Therefore, the hypothesis that vote reversal took place in all machines goes away. Incidentally, that would have provided fraudsters with plausible deniability: "oops, programming error".

However, looking at the percentages and the sizes of the counties, we see that the largest county, Hillsborough, shows a very large near reversal of the percentages. Therefore, EDA has suggested that fraud might have tafen place only in Hillsborough.

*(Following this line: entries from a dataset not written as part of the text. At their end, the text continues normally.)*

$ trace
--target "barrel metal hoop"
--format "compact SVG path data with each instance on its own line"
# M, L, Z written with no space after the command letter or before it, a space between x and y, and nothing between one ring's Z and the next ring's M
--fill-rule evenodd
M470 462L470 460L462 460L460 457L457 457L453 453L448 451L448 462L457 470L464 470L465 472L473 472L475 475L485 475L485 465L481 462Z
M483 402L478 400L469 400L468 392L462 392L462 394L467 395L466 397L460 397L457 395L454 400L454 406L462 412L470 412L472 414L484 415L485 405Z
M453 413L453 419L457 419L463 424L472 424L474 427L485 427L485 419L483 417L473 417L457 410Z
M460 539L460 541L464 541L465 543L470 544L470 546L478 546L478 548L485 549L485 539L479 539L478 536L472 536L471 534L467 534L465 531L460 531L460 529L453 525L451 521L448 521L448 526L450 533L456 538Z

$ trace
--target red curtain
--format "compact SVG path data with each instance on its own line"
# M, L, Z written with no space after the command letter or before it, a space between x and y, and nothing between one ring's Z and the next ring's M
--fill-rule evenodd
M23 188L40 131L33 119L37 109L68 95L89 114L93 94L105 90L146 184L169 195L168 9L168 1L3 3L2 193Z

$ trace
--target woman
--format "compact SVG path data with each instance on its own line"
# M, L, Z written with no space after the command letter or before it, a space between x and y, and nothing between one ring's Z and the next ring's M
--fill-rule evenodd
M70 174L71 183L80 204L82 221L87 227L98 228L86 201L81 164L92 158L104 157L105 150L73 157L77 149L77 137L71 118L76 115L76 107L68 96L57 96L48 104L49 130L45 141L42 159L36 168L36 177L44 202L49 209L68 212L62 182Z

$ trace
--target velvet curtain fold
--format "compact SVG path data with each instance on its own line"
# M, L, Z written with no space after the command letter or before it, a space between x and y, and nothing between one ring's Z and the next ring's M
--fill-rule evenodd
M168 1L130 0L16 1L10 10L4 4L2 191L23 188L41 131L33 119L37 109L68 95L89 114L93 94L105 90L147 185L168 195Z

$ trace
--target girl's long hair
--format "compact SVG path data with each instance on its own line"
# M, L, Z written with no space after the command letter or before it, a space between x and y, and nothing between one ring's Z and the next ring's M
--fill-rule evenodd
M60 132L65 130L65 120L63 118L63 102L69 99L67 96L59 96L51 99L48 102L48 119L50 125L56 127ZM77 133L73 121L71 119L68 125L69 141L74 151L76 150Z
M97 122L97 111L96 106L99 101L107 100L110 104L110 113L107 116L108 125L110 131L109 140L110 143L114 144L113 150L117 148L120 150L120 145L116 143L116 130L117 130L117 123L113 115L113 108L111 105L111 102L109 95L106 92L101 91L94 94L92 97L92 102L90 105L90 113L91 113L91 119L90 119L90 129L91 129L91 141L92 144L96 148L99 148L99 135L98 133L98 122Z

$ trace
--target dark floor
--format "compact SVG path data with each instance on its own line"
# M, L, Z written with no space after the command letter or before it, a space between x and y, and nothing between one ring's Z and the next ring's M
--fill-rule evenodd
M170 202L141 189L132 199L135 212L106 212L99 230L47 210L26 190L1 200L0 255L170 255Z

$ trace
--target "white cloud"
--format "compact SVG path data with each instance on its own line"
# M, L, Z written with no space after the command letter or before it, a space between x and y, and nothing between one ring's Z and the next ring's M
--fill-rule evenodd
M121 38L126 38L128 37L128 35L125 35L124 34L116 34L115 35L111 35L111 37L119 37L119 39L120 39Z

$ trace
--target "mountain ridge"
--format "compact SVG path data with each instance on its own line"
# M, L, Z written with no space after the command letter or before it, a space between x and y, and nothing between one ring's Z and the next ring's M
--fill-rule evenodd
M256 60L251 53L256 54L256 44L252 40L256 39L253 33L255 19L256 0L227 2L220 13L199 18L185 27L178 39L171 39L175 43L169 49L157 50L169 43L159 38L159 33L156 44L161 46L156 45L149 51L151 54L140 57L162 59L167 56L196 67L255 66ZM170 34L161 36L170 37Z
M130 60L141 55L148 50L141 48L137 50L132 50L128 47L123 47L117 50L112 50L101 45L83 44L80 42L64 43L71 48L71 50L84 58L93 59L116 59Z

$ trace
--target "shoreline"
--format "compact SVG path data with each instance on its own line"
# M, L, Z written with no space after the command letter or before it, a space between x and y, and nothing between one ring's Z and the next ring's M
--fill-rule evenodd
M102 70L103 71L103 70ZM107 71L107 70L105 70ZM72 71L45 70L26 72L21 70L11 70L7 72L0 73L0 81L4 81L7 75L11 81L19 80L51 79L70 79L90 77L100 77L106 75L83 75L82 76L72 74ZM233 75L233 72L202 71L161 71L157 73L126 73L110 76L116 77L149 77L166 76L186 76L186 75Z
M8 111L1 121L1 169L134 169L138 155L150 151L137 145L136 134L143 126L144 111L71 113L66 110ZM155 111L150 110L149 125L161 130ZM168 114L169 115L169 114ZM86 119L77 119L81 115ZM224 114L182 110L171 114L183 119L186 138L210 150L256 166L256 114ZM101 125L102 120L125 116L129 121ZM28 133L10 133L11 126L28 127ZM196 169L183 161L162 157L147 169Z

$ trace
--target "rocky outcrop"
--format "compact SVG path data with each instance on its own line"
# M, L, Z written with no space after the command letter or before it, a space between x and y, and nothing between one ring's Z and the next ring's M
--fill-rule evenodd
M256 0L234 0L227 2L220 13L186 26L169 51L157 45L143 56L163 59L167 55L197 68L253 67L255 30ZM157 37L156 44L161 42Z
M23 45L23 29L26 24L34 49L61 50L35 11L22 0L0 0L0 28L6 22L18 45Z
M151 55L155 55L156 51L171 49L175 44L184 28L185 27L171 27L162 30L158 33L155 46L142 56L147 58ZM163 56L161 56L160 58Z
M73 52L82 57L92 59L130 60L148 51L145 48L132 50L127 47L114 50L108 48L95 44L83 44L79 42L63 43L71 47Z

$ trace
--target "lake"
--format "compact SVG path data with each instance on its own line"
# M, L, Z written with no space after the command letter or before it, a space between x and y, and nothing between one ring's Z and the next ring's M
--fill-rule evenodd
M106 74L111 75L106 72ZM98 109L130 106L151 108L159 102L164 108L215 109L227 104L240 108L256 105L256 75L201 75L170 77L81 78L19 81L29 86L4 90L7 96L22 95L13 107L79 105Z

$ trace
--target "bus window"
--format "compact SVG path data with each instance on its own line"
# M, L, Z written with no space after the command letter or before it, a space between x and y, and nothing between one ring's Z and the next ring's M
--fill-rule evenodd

Comments on that. The behaviour of the 10 counties is all over the place. Grafton went for Obama more strongly on machine-counted precincts than it dit on hand-counted precincts. Clinton won Coos more strongly on machine than on hand-counted precincts. In Stafford, both of them gote a higher vote share on machines than they did on hand counts.and so on. Now, given that the behaviour of the 10 counties is all over the place, the requirements for statistical significance for having a single county with a reversal are multiplied by 10. That is, the reversal needs to be very much closer to exact than otherwise. Especially because Hillsborough has been identified from looking at the the data. When you test a hypothesis formulated after looking at the data, the requirements for accepting it are stronger. I suppose the next step here is to do the same plot by municipality/ward within Hillsborough county.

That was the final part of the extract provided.